Having waited for the drapes to arrive, I've put off my walk. So no pictures, but a brief visit to the sushi restaurant for a late lunch. A nice lunch, a light lunch, unless you count the green tea cheesecake. The serving is small, no reason to even mention it. And yes, a small sake to smooth out what has become an excellent afternoon. Nothing wrong with that. Certainly. A refill on the house, but a small refill after all, nothing to worry about.

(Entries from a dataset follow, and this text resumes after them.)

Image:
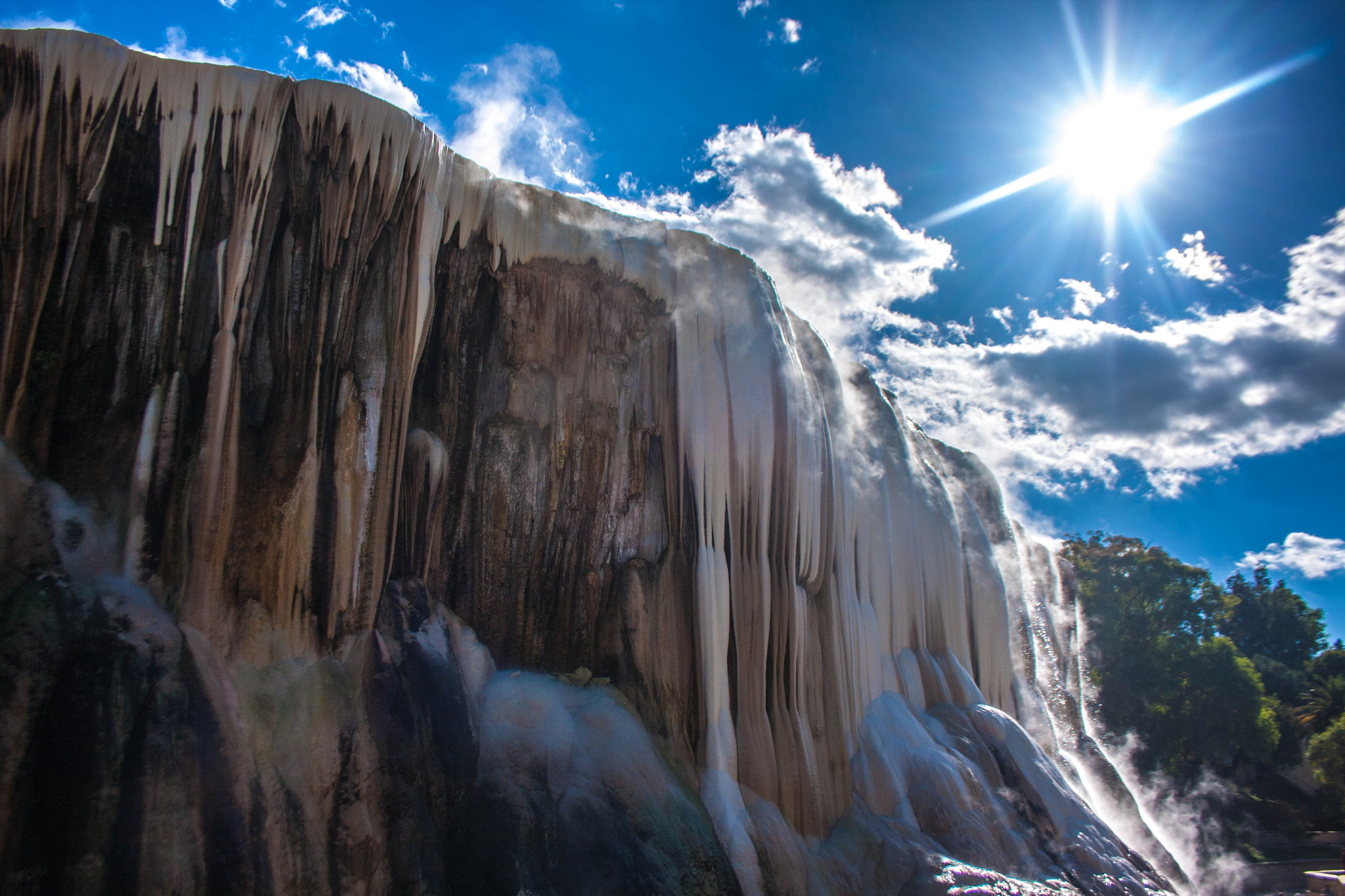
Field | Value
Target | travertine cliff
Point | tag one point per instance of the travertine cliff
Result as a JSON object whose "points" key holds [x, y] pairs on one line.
{"points": [[310, 425]]}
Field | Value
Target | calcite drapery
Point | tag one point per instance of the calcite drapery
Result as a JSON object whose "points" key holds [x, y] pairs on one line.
{"points": [[288, 349]]}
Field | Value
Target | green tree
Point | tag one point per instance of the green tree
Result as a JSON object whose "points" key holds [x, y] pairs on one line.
{"points": [[1327, 664], [1323, 704], [1327, 756], [1270, 621], [1158, 664]]}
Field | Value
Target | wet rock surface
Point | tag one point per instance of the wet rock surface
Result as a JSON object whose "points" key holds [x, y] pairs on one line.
{"points": [[310, 422]]}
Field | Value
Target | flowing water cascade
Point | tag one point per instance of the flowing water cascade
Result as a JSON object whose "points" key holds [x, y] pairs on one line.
{"points": [[373, 524]]}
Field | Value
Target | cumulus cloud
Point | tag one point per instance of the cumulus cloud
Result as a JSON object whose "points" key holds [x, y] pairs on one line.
{"points": [[1064, 399], [376, 81], [1087, 299], [1309, 554], [177, 49], [322, 15], [517, 124], [1196, 261], [39, 22], [824, 232], [1072, 396]]}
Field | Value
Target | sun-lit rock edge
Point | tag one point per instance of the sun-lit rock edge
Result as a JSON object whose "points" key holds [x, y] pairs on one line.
{"points": [[826, 534]]}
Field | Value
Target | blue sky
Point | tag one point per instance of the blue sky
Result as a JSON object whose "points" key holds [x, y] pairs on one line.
{"points": [[1179, 375]]}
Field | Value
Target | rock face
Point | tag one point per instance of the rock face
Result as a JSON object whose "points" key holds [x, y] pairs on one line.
{"points": [[310, 423]]}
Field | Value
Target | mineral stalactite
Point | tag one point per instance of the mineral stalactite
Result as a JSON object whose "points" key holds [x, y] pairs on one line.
{"points": [[328, 459]]}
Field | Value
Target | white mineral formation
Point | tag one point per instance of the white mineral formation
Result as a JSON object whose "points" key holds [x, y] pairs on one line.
{"points": [[291, 347]]}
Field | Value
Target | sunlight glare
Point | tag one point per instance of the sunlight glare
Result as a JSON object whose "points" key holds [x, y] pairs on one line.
{"points": [[1109, 147]]}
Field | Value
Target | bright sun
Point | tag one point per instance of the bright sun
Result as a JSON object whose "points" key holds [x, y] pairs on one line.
{"points": [[1109, 147]]}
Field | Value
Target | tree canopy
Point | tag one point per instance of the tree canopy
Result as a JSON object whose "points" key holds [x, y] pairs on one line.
{"points": [[1160, 664], [1270, 621]]}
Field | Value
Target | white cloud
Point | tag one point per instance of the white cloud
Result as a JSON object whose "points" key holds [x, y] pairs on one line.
{"points": [[1309, 554], [322, 15], [824, 232], [1087, 299], [517, 124], [1196, 261], [1070, 398], [39, 20], [177, 49], [378, 82], [1066, 399]]}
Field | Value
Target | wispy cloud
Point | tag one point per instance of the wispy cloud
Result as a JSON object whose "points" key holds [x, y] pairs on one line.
{"points": [[1196, 261], [1066, 399], [1309, 554], [1087, 299], [320, 15], [39, 20], [177, 49], [517, 124], [1071, 396]]}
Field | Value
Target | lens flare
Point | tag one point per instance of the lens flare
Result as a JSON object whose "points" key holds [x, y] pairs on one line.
{"points": [[1109, 147]]}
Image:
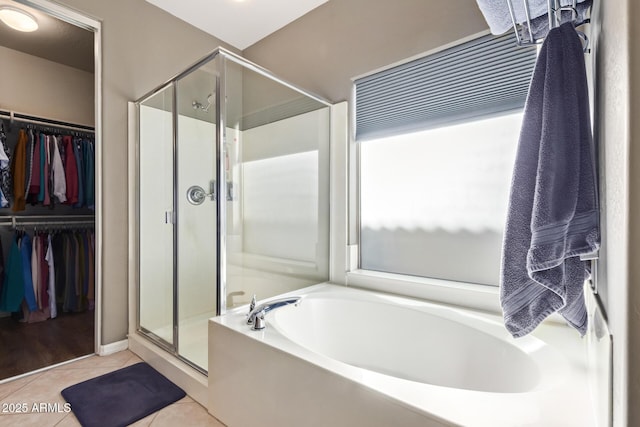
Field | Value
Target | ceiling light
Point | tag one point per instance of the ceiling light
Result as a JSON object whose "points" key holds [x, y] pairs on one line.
{"points": [[18, 19]]}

The day has gone well, the attitude good, sake or not. Why, one day when I'm moving furniture about to make room for new drapes does the general feeling of well being soar, ideas arriving from every direction of projects to start, and then in another day, on what should be a good day, why does the day fall flat?

And why to you feel the urge to discuss it?

Online. They warn you about that. They do. Potential employers aside. “They.” Hard to say who “they” may be, deedle-dee-dee. Here (or there) in Oakland.

The photograph was taken of a portion of an Oscar Mehserle remembrance painted on plywood put up to protect windows from demonstrators near the Oakland City Hall with a Nikon D3s mounted with a 24 - 120mm f 4.0 Nikkor VR lens.